Fujitsu XG2000 Switch User Manual


 
XG2000 series User's Guide
29/315
All Rights Reserved, Copyright (C) PFU LIMITED 2009
4.1.5 Storm Control
The device discards broadcast frames when the number of received broadcast frames are over a given threshold to prevent
unnecessary waste of bandwidth due to retained broadcast frames on the network. This function is called "Storm Control".
For each port, it is possible to configure storm control.
When broadcast frames are discarded by storm control, error logs are output, and storm control logging is disabled. To
re-enabled logging, these violations must be cleared with "clear violation".
To configure storm control, carry out the following procedures in the administrator EXEC mode.
Command Task
xg# configure terminal
Switch to global configuration mode.
xg(config)# interface port 1 2 3
xg(config)# interface port range 1 3
Switch to the interface edit mode to specify the port(s) to be
configured for storm control.
In this example, the global interface configuration mode is
selected for ports 1 though 3.
xg(config-if)# storm-control
Enable storm control.
xg(config-if)# exit
Exit to global configuration mode.
xg(config)# exit
Exit to administrator EXEC mode.
4.1.6 Port Security
Port security blocks connections attempted by unregistered hosts. When a host MAC address is registered, the device
receives only those frames that use registered source addresses.
For each port, it is possible to configure port security. To register a MAC address for a host, use the "bridge mac-address-table
static" command. The port that the host is connected must be registered as a member port. In Independent VLAN Learning
mode, this must be done for all VLANs that permit transmission.
Either of the following two modes can be specified for a security-violating (unregistered) frame the device receives.
Restrict mode
Filters violating frames only, forwarding permitted frames.
Shutdown mode
Filters all frames upon reception of a violating frame, and the port goes link down.
Once a security violation is detected, an error log is recorded. No further detection of a violating frame will cause an error log to
be recorded until security violations are reset by "clear violation".
To configure port security, carry out the following procedures in the administrator EXEC mode.
Command Task
xg# configure terminal
Switch to global configuration mode.
xg(config)# interface port 1 2 3
xg(config)# interface port range 1 3
Switch to the interface edit mode to specify the port(s) to be
configured for port security.
In this example, the global interface configuration mode is
selected for ports 1 though 3.
xg(config-if)# port-security violation
{restrict | shutdown}
Enable Port Security.
xg(config-if)# exit
Exit to global configuration mode.
xg(config)# exit
Exit to administrator EXEC mode.
xg# clear violation all
Clear security violations
4.1.7 Ingress Rate Control
It is possible to set an ingress rate-limiting value for each port in approximately 40Mbps increments.

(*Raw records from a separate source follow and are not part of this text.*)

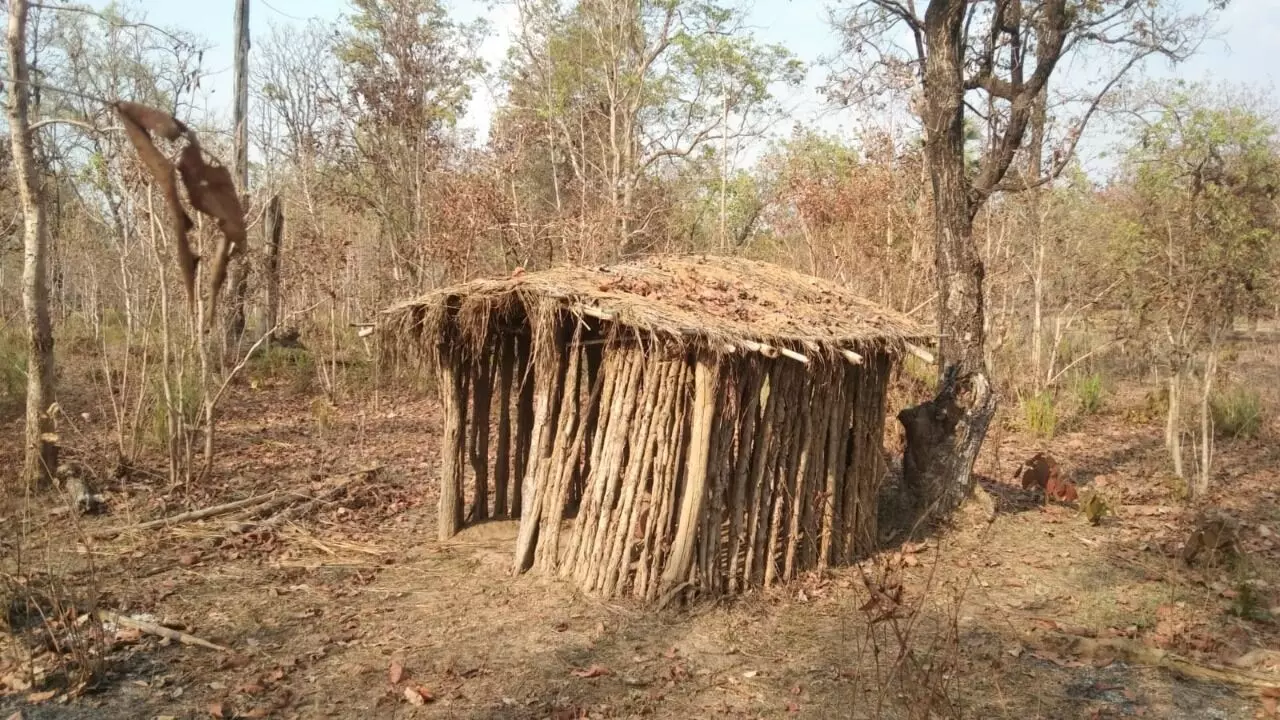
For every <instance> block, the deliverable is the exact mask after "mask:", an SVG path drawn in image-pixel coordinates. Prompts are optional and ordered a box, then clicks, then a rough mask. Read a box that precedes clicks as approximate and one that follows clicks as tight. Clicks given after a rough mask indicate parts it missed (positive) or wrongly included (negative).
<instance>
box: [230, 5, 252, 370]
mask: <svg viewBox="0 0 1280 720" xmlns="http://www.w3.org/2000/svg"><path fill="white" fill-rule="evenodd" d="M234 68H236V105H234V108H233V113H234V122H236V128H234V143H236V147H234V150H236V167H234V172H236V182H237V183H239V192H241V202H242V205H243V206H244V208H248V0H236V55H234ZM247 251H248V249H247V247H233V249H232V250H230V254H232V258H230V259H228V263H229V264H230V266H229V273H228V282H227V286H228V288H229V291H230V297H229V302H228V304H227V324H225V327H224V331H225V343H227V354H228V359H229V361H232V363H234V361H236V359H237V357H238V355H239V343H241V340H242V338H243V337H244V300H246V299H247V297H248V252H247ZM237 255H238V256H239V258H238V259H236V256H237Z"/></svg>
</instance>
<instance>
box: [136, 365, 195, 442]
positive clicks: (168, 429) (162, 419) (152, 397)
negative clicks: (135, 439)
mask: <svg viewBox="0 0 1280 720" xmlns="http://www.w3.org/2000/svg"><path fill="white" fill-rule="evenodd" d="M169 383H170V384H169V391H170V396H169V397H168V398H166V397H165V391H164V379H163V378H161V377H160V375H154V377H152V378H151V383H150V386H151V387H150V391H148V393H147V395H148V397H150V406H151V421H150V423H148V425H147V439H150V441H151V443H152V445H155V446H156V447H164V446H165V445H168V441H169V406H170V404H172V406H173V409H174V410H175V411H179V416H178V418H175V419H177V420H178V421H180V423H182V424H183V427H187V428H189V427H195V425H196V424H198V423H200V416H201V413H202V411H204V406H202V401H204V392H202V391H201V388H200V378H198V375H197V374H196V373H186V374H183V375H182V379H180V380H178V378H170V379H169Z"/></svg>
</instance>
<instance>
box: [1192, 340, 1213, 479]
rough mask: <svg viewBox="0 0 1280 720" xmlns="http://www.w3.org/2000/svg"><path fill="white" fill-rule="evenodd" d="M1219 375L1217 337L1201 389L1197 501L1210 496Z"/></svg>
mask: <svg viewBox="0 0 1280 720" xmlns="http://www.w3.org/2000/svg"><path fill="white" fill-rule="evenodd" d="M1215 375H1217V337H1216V334H1215V337H1212V338H1211V340H1210V347H1208V355H1207V356H1206V357H1204V379H1203V383H1202V384H1203V387H1202V388H1201V461H1199V473H1198V474H1197V475H1196V492H1194V493H1193V497H1194V498H1196V500H1201V498H1203V497H1204V496H1206V495H1208V480H1210V477H1211V471H1212V468H1213V416H1212V414H1211V413H1210V405H1211V401H1212V400H1213V378H1215Z"/></svg>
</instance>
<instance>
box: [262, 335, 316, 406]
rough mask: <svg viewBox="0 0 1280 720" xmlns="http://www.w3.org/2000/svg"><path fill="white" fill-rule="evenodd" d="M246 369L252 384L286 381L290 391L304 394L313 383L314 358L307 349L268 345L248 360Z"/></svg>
mask: <svg viewBox="0 0 1280 720" xmlns="http://www.w3.org/2000/svg"><path fill="white" fill-rule="evenodd" d="M247 370H248V372H250V382H251V383H253V384H257V383H262V382H264V380H270V382H275V383H287V384H288V387H289V389H291V391H292V392H294V393H297V395H305V393H307V392H310V391H311V387H312V384H314V383H315V379H316V360H315V356H314V355H311V352H310V351H308V350H302V348H297V347H279V346H269V347H268V348H266V350H262V351H260V352H259V354H256V355H255V356H253V357H252V359H251V360H250V363H248V368H247Z"/></svg>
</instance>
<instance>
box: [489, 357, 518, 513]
mask: <svg viewBox="0 0 1280 720" xmlns="http://www.w3.org/2000/svg"><path fill="white" fill-rule="evenodd" d="M498 343H499V345H500V347H502V348H500V351H499V352H500V355H499V357H498V447H497V450H495V452H497V457H495V459H494V469H493V495H494V500H493V516H494V518H506V516H507V487H508V484H509V482H511V379H512V375H513V374H515V372H516V346H515V341H513V340H511V338H506V337H502V338H498Z"/></svg>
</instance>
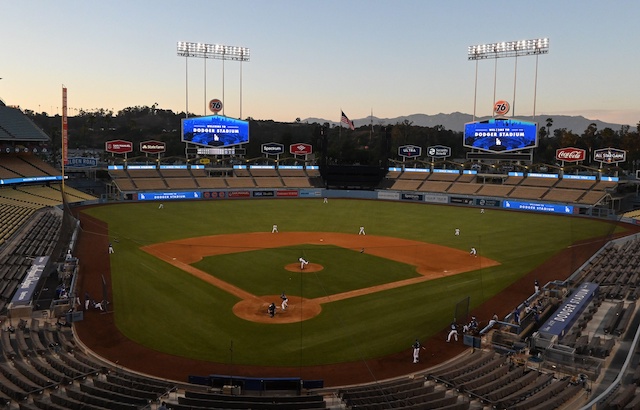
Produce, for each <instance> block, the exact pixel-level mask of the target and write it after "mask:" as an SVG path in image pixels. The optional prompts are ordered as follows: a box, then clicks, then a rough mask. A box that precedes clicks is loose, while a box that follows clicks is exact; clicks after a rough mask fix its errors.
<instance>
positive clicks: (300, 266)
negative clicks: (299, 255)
mask: <svg viewBox="0 0 640 410" xmlns="http://www.w3.org/2000/svg"><path fill="white" fill-rule="evenodd" d="M298 260H299V261H300V270H304V267H305V265H308V264H309V261H307V260H305V259H304V258H303V257H302V256H301V257H300V259H298Z"/></svg>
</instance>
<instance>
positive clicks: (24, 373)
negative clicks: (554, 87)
mask: <svg viewBox="0 0 640 410" xmlns="http://www.w3.org/2000/svg"><path fill="white" fill-rule="evenodd" d="M189 141H191V140H188V139H184V137H183V142H185V144H186V145H187V146H189ZM153 143H154V144H151V145H154V147H155V148H153V149H154V150H157V146H158V145H160V144H157V142H156V141H153ZM49 144H51V137H50V136H48V135H47V134H46V133H45V132H43V131H42V130H41V129H40V128H39V127H38V126H36V125H35V123H33V122H32V121H31V120H30V119H29V117H28V116H26V115H24V114H23V113H22V112H21V111H20V110H19V109H16V108H12V107H8V106H4V105H0V148H1V151H2V153H1V154H0V207H1V208H2V224H1V231H0V235H2V236H1V237H0V260H1V264H0V269H1V272H0V279H1V281H0V283H1V288H0V307H1V310H0V314H1V315H2V316H1V320H2V337H1V344H0V350H1V352H2V359H3V360H2V362H1V363H0V401H1V402H2V405H3V406H4V407H5V408H10V409H134V408H135V409H156V408H159V407H160V406H162V405H164V406H165V407H164V408H173V409H205V408H206V409H325V408H327V409H391V408H394V409H554V408H572V409H577V408H598V409H600V408H638V406H639V403H640V399H639V397H640V396H639V395H637V394H636V389H637V386H638V383H639V380H640V373H639V372H638V371H637V370H636V369H637V368H638V366H637V361H638V354H637V353H638V351H639V350H638V339H639V335H640V333H638V321H639V320H640V315H638V311H637V309H636V302H635V300H636V299H637V296H638V292H639V291H640V290H639V288H638V285H639V282H640V268H639V267H638V266H639V265H638V256H637V255H638V249H640V239H638V237H637V235H638V231H639V229H638V226H637V221H636V219H635V218H634V215H635V214H634V213H633V212H627V213H623V212H621V211H620V210H619V209H617V205H619V202H617V201H619V200H620V195H621V194H620V193H621V192H623V190H622V189H621V187H623V186H625V185H627V184H632V183H633V181H632V182H629V181H626V180H621V179H619V178H618V177H617V176H614V175H612V174H607V173H605V172H600V173H596V174H594V175H586V174H584V173H582V174H580V175H577V174H576V175H573V174H571V173H566V174H563V173H562V172H560V173H557V174H552V173H548V174H543V173H541V172H527V171H523V172H508V173H504V174H501V173H492V174H485V173H482V172H478V171H477V170H476V169H474V168H473V167H472V166H471V165H472V164H471V163H469V162H462V163H460V164H459V166H457V167H450V166H448V164H450V161H435V164H436V165H433V163H434V162H433V161H432V166H430V167H424V168H420V167H417V166H414V167H412V168H410V167H405V166H385V167H384V169H383V170H382V171H381V167H364V166H363V167H354V166H348V167H339V166H334V165H328V164H326V163H323V162H322V161H319V162H316V161H315V159H312V158H308V157H307V154H309V152H308V151H305V150H308V149H309V147H300V146H301V145H306V144H292V146H291V147H290V153H291V154H292V155H303V156H304V160H301V161H300V163H301V165H296V166H279V165H278V164H277V163H276V164H274V165H264V161H263V162H255V163H250V162H245V163H243V164H242V165H229V166H226V167H224V168H220V167H219V168H216V169H215V172H212V169H211V168H210V166H208V165H207V162H206V161H196V160H193V161H189V160H185V161H184V163H182V164H177V163H175V162H174V163H172V164H171V165H164V164H162V162H161V161H148V160H147V161H145V160H142V159H138V160H132V159H127V158H126V157H125V158H124V160H122V155H123V154H124V155H126V153H127V152H130V151H132V150H133V148H131V149H130V150H129V149H128V148H127V141H120V140H118V141H111V144H109V143H107V145H106V151H107V152H108V153H110V154H111V158H112V160H111V162H108V161H107V162H103V161H102V160H100V161H98V160H95V162H94V161H93V160H85V162H86V163H88V164H89V168H88V170H85V169H83V170H82V171H80V172H78V169H77V168H76V169H74V165H73V164H75V166H77V163H78V161H77V159H74V160H71V159H70V161H69V162H68V164H67V165H68V167H69V168H68V169H67V172H69V173H70V175H71V172H72V171H73V175H74V177H73V178H72V177H70V176H68V175H66V174H65V168H64V167H65V165H64V163H63V164H61V166H62V169H59V168H57V167H54V166H52V165H50V164H49V163H48V162H46V161H45V160H44V159H43V155H42V154H46V153H47V148H46V147H48V146H50V145H49ZM246 144H251V142H246ZM131 145H132V144H131V143H129V146H131ZM196 145H197V144H196ZM122 147H125V148H124V149H123V148H122ZM410 148H411V149H409V150H407V151H401V152H407V153H409V152H415V151H416V148H420V147H410ZM437 148H438V149H442V148H446V147H437ZM193 149H194V151H189V150H187V152H188V153H190V152H192V153H193V154H194V158H200V157H202V158H204V157H205V156H201V155H200V154H198V153H197V147H193ZM207 149H209V148H207ZM297 149H302V153H299V152H298V151H295V150H297ZM470 149H473V148H472V147H471V148H470ZM444 151H446V149H445V150H444ZM154 152H157V151H154ZM294 152H295V153H294ZM158 155H159V154H158ZM495 155H503V153H495ZM531 155H533V154H531ZM265 157H268V155H267V154H265ZM114 158H117V159H118V161H116V160H113V159H114ZM262 159H264V158H262ZM149 162H152V163H151V164H149ZM385 165H388V164H385ZM96 169H101V170H102V171H103V172H105V173H107V174H108V178H109V182H108V187H107V188H108V189H107V191H106V192H107V194H105V195H100V196H96V195H94V194H92V193H91V192H88V190H86V189H83V186H85V185H83V184H86V183H89V182H91V179H92V172H95V170H96ZM78 175H81V176H80V177H78ZM94 193H95V192H94ZM472 249H473V251H471V250H472ZM302 261H303V262H302ZM271 305H274V307H275V309H273V308H272V310H271V313H270V309H269V307H270V306H271ZM625 406H626V407H625Z"/></svg>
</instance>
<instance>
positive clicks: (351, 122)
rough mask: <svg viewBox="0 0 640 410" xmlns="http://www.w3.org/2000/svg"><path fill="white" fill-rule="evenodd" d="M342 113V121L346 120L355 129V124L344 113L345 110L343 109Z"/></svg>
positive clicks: (350, 128) (347, 124) (348, 125)
mask: <svg viewBox="0 0 640 410" xmlns="http://www.w3.org/2000/svg"><path fill="white" fill-rule="evenodd" d="M341 113H342V115H341V116H340V122H344V123H345V124H347V125H348V126H349V128H350V129H352V130H355V127H354V126H353V121H351V120H350V119H349V118H348V117H347V116H346V115H345V113H344V111H341Z"/></svg>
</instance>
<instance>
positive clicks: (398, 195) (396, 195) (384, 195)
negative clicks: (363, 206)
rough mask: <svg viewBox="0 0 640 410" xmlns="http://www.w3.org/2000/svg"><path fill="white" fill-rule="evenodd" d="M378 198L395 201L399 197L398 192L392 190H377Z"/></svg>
mask: <svg viewBox="0 0 640 410" xmlns="http://www.w3.org/2000/svg"><path fill="white" fill-rule="evenodd" d="M378 199H386V200H391V201H397V200H399V199H400V193H399V192H393V191H378Z"/></svg>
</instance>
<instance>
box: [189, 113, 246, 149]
mask: <svg viewBox="0 0 640 410" xmlns="http://www.w3.org/2000/svg"><path fill="white" fill-rule="evenodd" d="M182 141H183V142H188V143H191V144H196V145H201V146H204V147H229V146H232V145H239V144H246V143H248V142H249V122H248V121H242V120H238V119H235V118H229V117H225V116H221V115H210V116H206V117H192V118H184V119H183V120H182Z"/></svg>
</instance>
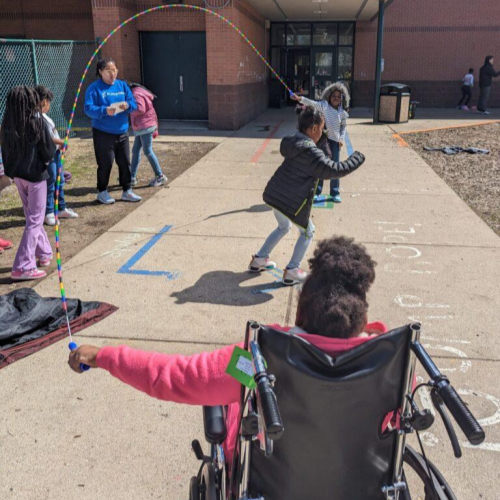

To set an ingress rate-limiting value, carry out the following procedures in the administrator EXEC mode.
Command Task
xg# configure terminal
Switch to global configuration mode.
xg(config)# interface port 1 2 3
xg(config)# interface port range 1 3
Switch to the interface edit mode to specify the port(s) to be
configured for ingress rate control.
In this example, the global interface configuration mode is
selected for ports 1 though 3.
xg(config-if)# ingress-bandwidth <40-10000>
Specify an ingress rate limiting value.
xg(config-if)# exit
Exit to global configuration mode.
xg(config)# exit
Exit to administrator EXEC mode.
z The ingress rate is measured at 100us time intervals. Should burst transfers take place at intervals of 100us or over,
the ingress rate the device actually allows may be less than the specified value.